Fischerei

Montag, 7. Juni 2004
Durch verbesserte Fischereitechniken die drohende Ausrottung des Schweinswals in der Ostsee verhindern

Die Fischereiexpertin der FDP-Bundestagsfraktion, Dr. Christel Happach-Kasan, erklärt zur Antwort der Bundesregierung auf ihre Kleine Anfrage "Vereinbarkeit von EU-Fischereipolitik und Arten- sowie Tierschutz von Schweinswalbeständen in der Ostsee": Die FDP-Fraktion fordert eine Gleichbehandlung von deutschen und dänischen Fischern. Nach Paragraph 2, Absatz 2 der Bundesdeutschen Seefischereiverordnung dürfen derzeit nur kleine deutsche Kutter (unter 250 Bruttoregistertonnen) außerhalb der Drei-Meilen-Zone in der Ostsee fischen; für dänische Fischer gilt diese Beschränkung nicht. Es gibt keinen Grund, diese Ungleichbehandlung fortzuführen. Da es nicht möglich gewesen ist, für skandinavische Kutter eine Beschränkung der Größe einzuführen, sollte die bestehende Begrenzung für deutsche Kutter aufgehoben werden.

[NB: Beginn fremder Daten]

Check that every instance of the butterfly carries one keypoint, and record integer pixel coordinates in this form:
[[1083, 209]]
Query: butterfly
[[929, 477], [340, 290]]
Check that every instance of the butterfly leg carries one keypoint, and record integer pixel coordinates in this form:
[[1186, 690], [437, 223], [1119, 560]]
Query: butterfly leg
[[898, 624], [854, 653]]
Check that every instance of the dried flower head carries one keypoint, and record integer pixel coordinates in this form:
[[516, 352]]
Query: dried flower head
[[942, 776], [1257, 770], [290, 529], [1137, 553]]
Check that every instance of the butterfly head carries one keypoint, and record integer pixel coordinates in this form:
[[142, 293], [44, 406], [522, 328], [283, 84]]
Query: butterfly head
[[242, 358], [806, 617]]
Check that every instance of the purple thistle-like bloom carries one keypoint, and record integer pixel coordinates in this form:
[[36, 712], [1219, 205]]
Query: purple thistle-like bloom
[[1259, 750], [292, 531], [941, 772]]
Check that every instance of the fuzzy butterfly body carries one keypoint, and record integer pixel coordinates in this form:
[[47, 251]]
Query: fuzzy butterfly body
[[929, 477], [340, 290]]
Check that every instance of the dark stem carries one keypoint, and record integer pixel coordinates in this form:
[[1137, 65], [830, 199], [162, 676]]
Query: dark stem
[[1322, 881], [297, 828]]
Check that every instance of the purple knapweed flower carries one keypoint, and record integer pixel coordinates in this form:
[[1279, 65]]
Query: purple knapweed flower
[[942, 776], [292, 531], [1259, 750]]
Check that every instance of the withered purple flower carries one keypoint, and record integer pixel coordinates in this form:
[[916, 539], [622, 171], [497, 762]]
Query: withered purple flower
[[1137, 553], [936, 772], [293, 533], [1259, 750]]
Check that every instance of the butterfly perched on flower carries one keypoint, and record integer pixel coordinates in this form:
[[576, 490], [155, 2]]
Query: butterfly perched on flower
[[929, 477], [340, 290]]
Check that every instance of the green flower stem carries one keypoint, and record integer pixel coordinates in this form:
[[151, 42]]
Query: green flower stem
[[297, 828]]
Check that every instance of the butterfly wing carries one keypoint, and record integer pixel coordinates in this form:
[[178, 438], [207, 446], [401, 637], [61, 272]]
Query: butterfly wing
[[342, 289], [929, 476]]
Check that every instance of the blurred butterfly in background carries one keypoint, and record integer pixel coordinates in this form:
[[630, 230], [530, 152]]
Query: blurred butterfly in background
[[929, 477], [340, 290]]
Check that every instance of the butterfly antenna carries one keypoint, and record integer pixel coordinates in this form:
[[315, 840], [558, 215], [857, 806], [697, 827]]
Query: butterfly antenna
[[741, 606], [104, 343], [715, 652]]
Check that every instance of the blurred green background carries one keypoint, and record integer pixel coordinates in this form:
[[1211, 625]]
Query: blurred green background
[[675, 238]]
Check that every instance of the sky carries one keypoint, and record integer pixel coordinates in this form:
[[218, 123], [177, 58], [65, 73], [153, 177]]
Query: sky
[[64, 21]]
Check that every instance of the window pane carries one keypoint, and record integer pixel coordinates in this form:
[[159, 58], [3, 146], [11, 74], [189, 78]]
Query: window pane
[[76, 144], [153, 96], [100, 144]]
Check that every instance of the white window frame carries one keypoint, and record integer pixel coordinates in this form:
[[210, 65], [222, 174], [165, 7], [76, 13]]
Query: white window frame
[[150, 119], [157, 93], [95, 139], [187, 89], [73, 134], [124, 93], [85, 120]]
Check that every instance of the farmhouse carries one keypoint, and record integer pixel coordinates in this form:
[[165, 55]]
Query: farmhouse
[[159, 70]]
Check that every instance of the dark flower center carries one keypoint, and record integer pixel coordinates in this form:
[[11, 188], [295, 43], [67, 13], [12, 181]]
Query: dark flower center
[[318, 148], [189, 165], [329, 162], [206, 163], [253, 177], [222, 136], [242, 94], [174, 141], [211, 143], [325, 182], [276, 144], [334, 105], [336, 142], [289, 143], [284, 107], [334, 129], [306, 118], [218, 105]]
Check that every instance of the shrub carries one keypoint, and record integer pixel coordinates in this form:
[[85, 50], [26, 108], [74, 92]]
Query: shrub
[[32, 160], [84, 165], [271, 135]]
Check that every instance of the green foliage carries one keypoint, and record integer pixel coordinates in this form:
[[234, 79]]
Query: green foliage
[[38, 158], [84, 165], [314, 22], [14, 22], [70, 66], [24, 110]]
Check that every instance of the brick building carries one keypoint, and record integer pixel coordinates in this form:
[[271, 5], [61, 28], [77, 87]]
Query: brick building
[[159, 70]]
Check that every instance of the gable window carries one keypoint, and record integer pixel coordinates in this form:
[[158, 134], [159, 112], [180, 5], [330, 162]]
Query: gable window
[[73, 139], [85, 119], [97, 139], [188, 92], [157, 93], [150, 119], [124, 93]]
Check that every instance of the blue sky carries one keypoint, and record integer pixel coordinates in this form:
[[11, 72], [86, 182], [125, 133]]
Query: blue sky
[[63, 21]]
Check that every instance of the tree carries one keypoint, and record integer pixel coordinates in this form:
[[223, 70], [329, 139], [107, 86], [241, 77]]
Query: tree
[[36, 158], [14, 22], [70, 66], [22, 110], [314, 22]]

Der Schutz der Schweinswale in der Ostsee kann nur erreicht werden, wenn alle Ostseeanrainer ihre Fischereimethoden darauf ausrichten, Beifänge möglichst zu vermeiden. Die FDP-Bundestagsfraktion setzt sich für fischereitechnisch verbesserte Maßnahmen ein, um einen nachhaltigen Bestandsschutz der Schweinswale in der Ostsee zu ermöglichen. Bis in die ersten Jahrzehnte des 20. Jahrhunderts hinein wurde der Schweinswal in der Ostsee intensiv bejagt; starke Eiswinter in den 30er und 40er Jahren des vergangenen Jahrhunderts dezimierten die deutschen Walbestände zusätzlich. Der verstärkte Einsatz von polychlorierten Kohlenwasserstoffen in den 1950er und 1960er Jahren, sowie die gleichzeitige Zunahme der Treib- und Stellnetzfischerei, führten zum weiteren Rückgang der Walpopulation. In der westlichen und der zentralen Ostsee ist die Schweinswalpopulationsdichte auf einige hundert Wale geschrumpft. Die Gründe für diesen Rückgang sind vielfältig und bislang nicht eindeutig erforscht. An den Stellnetzen angebrachte akustische Vergrämer (sogenannte Pinger), die heute zum Schutz der Kleinwale im Einsatz sind, stellen auf Grund schlechter Handhabbarkeit und wegen vergleichbar hoher Anschaffungskosten keine geeignete Methode zur Reduzierung des Schweinswalbeifangs dar. Daher setzt sich die FDP-Bundestagsfraktion für die weitere Erforschung und Erprobung bereits bestehender Alternativen, wie z. B. reflektive Netze und andere geeignete Fischereitechniken, zur Verminderung der Schweinswalbeifänge ein.